[AI] LLM RAG 환경 구성 - 2 Ollama 실행 및 모델 등록 > 머신러닝/AI 자료실

본문 바로가기

사이트 내 전체검색

뒤로가기 머신러닝/AI 자료실

[AI] LLM RAG 환경 구성 - 2 Ollama 실행 및 모델 등록

페이지 정보

작성자 꿈꾸는여행자 작성일 24-06-27 15:10 조회 1,014 댓글 0

본문

안녕하세요.

 

꿈꾸는여행자입니다.

 

 

LLM RAG 환경 구성을 다루고자 합니다.


이번 항목에서는 Ollama 실행 및 모델 등록 실습을 진행해 보도록 하겠습니다. 

 

상세 내역은 아래와 같습니다.



감사합니다. 


> 아래 

 

 


________________




2.3. HuggingFace-Hub

* HuggingFace gguf 파일을 Ollama 로딩



2.3.1. HuggingFace-Hub 설치

* 설치

   * gguf 환경에서 사용하기 위해 huggingface 구성 

      * 3분 소요

pip install huggingface-hub

(env) [lds@llm llm]$ pip install huggingface-hub

Collecting huggingface-hub

  Using cached huggingface_hub-0.22.2-py3-none-any.whl (388 kB)

Collecting filelock

  Using cached filelock-3.14.0-py3-none-any.whl (12 kB)

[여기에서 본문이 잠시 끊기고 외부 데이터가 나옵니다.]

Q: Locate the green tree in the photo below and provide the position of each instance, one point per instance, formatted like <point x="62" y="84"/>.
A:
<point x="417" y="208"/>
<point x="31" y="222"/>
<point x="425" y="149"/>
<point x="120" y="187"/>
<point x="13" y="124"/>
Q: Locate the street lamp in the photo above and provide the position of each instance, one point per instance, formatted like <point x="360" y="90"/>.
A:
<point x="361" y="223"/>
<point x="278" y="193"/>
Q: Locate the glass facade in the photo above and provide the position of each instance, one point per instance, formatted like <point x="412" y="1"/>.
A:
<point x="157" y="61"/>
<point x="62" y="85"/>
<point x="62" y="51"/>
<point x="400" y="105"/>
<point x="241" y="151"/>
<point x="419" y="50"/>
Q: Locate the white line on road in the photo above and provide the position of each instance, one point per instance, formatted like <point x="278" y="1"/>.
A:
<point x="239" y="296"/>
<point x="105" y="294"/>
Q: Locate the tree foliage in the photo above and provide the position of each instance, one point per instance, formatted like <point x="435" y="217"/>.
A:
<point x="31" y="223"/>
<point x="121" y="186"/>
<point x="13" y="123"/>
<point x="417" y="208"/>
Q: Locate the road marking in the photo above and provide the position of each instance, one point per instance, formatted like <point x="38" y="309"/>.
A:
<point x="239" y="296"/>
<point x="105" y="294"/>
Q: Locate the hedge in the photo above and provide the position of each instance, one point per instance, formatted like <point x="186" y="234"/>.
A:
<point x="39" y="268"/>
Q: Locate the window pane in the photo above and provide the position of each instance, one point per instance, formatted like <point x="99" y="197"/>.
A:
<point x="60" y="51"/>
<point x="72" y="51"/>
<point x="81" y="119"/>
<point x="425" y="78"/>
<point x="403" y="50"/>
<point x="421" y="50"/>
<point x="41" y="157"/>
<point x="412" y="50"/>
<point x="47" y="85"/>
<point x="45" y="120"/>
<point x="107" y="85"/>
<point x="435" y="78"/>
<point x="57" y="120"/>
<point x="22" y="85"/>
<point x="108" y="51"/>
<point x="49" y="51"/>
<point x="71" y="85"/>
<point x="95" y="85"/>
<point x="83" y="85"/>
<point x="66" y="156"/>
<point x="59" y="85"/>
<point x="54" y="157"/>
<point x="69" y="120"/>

Collecting fsspec>=2023.5.0

  Using cached fsspec-2024.3.1-py3-none-any.whl (171 kB)

Collecting packaging>=20.9

  Using cached packaging-24.0-py3-none-any.whl (53 kB)

Collecting pyyaml>=5.1

  Downloading PyYAML-6.0.1-cp311-cp311-manylinux_2_17_x86_64.manylinux2014_x86_64.whl (757 kB)

     ━━━━━━━━━━━━━━━━━━━━━━━━━━━━━━━━━━━━━━━━ 757.7/757.7 kB 2.2 MB/s eta 0:00:00

Collecting requests

  Using cached requests-2.31.0-py3-none-any.whl (62 kB)

Collecting tqdm>=4.42.1

  Using cached tqdm-4.66.2-py3-none-any.whl (78 kB)

Collecting typing-extensions>=3.7.4.3

  Using cached typing_extensions-4.11.0-py3-none-any.whl (34 kB)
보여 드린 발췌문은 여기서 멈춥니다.